Y entonces, de pronto, la voz del presentador de Berlín se elevó, no sorprendida, sino enfadada, alarmada y temerosa:

—¡Estamos bajo ataque! ¡Repito, nos están atacando! ¡Hay tropas de las SS en el edificio, y nos están asaltando mientras les hablo! ¡Quieren ocultarle al Volk la verdad y…!

Se produjeron ruidos fuertes, gritos y lo que podrían haber sido disparos. La pantalla se quedó negra. Alicia y su madre suspiraron, consternadas. Francesca y Roxane eran demasiado pequeñas para saber lo que querían decir aquella señal estática y aquellas líneas grises. En lo que concernía a Alicia, significaban el fin de la esperanza.

—¡Cambia el canal! —dijo Francesca.

—Espera —dijo mamá—. Quiero ver qué viene a continuación.

Lo que vino a continuación, después de tres o cuatro minutos de siseos y crujidos que hicieron que Alicia deseara que mamá cambiase de cadena, fue una carta de ajuste. Francesca y Alicia gruñeron. La carta de ajuste duró más que la estática. La paciencia de Alicia se estaba acabando cuando aquella imagen desapareció.
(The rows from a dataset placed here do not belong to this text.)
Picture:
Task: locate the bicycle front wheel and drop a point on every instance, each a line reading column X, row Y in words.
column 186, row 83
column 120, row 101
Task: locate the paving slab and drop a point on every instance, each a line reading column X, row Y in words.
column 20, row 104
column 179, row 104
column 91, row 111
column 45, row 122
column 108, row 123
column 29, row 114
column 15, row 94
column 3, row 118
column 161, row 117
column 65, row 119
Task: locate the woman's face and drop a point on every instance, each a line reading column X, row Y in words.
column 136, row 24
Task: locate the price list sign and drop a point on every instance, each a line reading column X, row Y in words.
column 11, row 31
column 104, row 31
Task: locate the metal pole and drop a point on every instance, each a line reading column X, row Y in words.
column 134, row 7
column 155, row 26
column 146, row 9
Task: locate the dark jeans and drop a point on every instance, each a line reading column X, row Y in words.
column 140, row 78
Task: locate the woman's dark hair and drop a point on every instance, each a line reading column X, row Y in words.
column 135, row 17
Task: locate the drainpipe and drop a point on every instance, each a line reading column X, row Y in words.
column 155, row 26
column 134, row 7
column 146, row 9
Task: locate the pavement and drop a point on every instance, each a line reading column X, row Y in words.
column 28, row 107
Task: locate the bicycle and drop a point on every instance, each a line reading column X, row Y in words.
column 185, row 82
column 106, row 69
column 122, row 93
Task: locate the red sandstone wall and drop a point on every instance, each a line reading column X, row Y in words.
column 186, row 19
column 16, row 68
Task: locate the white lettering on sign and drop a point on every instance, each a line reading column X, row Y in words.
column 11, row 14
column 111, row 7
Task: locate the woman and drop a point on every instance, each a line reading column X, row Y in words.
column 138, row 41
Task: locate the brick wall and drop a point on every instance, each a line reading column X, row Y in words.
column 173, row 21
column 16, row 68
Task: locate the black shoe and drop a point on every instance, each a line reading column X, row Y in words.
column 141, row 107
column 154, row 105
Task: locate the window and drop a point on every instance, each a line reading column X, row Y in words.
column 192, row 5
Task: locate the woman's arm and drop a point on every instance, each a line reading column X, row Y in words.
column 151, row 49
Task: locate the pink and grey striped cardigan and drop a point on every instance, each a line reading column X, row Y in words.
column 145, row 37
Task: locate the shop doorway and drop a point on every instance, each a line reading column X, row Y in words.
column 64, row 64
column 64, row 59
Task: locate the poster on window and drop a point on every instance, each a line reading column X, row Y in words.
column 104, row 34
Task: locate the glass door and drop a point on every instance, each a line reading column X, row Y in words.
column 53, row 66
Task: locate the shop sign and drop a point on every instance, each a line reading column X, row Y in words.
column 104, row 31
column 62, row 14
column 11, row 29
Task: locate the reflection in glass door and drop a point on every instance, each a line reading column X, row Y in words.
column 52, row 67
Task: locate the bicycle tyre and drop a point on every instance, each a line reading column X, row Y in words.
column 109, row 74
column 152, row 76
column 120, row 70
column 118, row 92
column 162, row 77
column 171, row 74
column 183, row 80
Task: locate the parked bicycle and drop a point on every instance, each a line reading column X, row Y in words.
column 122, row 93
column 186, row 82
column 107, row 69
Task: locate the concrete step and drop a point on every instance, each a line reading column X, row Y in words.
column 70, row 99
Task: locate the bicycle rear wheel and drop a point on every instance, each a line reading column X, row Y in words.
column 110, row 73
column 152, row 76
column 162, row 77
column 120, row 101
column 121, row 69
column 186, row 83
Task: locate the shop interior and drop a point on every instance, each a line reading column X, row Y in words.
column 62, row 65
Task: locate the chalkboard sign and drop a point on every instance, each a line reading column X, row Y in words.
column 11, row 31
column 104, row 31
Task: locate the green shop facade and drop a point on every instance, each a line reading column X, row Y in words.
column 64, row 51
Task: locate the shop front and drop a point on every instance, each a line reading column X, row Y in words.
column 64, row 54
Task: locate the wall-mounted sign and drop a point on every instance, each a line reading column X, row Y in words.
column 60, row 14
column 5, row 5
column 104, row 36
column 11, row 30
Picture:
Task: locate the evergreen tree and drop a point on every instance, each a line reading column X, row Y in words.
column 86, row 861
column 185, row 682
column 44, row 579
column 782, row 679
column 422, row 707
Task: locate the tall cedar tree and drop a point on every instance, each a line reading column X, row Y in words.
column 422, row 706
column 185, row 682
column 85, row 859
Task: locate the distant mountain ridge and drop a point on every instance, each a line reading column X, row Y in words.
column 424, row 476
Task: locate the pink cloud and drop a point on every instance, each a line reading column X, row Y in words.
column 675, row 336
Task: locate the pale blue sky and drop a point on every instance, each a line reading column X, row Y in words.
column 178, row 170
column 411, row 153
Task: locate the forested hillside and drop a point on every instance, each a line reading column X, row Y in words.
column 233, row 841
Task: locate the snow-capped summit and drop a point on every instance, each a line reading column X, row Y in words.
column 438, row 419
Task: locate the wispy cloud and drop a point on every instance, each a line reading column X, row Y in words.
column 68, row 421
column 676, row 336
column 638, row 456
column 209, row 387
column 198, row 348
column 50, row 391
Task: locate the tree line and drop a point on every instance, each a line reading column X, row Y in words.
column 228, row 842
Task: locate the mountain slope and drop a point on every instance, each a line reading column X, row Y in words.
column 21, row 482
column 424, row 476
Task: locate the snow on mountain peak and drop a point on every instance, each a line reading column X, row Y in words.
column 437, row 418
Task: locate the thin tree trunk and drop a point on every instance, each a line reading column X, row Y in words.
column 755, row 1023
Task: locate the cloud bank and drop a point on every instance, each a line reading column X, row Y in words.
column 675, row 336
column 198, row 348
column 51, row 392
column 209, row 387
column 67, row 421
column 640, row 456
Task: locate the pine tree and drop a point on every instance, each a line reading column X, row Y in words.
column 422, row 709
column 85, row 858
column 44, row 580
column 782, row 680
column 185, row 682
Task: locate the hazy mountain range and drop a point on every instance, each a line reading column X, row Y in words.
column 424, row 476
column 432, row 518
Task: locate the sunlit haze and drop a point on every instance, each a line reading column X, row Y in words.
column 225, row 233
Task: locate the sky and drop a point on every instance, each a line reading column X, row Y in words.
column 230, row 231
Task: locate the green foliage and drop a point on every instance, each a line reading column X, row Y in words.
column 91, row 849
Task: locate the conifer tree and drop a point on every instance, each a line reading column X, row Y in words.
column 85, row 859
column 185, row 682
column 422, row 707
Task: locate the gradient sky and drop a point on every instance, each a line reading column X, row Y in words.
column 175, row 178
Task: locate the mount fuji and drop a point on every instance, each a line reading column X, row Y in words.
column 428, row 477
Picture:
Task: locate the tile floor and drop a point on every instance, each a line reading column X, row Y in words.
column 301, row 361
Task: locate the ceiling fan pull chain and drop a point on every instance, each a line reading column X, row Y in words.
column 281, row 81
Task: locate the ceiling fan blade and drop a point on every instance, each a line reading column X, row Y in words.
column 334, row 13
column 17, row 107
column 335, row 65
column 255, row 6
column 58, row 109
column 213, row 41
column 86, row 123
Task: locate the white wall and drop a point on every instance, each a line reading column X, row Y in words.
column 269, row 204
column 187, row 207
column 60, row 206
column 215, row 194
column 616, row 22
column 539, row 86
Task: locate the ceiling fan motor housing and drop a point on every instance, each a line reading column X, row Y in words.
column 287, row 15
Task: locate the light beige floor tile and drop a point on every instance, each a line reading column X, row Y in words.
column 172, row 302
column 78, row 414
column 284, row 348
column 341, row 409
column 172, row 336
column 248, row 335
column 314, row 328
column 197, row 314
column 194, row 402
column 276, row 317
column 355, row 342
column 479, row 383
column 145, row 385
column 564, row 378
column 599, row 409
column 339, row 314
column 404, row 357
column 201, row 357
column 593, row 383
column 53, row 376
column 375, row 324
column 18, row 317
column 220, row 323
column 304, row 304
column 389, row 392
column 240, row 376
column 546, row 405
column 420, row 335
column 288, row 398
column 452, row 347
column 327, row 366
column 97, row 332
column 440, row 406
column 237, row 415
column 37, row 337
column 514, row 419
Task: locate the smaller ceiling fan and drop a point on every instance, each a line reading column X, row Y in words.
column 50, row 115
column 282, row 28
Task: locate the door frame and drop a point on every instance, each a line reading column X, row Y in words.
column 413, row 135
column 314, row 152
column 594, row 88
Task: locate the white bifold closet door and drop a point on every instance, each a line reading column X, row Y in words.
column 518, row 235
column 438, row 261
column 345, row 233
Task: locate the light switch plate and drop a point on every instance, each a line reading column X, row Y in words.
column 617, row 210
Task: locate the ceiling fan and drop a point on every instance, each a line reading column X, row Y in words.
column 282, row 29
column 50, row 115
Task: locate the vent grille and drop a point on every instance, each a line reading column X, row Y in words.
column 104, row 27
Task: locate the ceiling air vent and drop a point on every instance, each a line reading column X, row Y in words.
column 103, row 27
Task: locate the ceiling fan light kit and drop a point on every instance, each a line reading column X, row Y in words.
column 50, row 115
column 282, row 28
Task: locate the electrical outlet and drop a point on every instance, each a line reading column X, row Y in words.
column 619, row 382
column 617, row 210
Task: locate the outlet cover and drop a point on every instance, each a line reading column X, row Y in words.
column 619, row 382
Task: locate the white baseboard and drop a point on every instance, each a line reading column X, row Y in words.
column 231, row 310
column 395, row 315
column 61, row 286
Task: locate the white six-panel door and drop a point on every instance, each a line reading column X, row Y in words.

La carta de ajuste fue reemplazada por el rostro lúgubre de Horst Witzleben. El presentador dijo:

—Las imágenes ilegales y no autorizadas que se emitían con anterioridad desde este estudio ya han cesado. Se insta al público a que las olvide y que ignore las calumnias y los insultos lanzados contra el Reichsführer-SS. Volveremos ahora a la programación normal. Cuando sea necesario, se ofrecerán boletines de noticias. Buenas tardes.

La programación normal consistía en una reposición de un concurso. Alicia miró a su madre. Meneando la cabeza, mamá se levantó y apagó la televisión.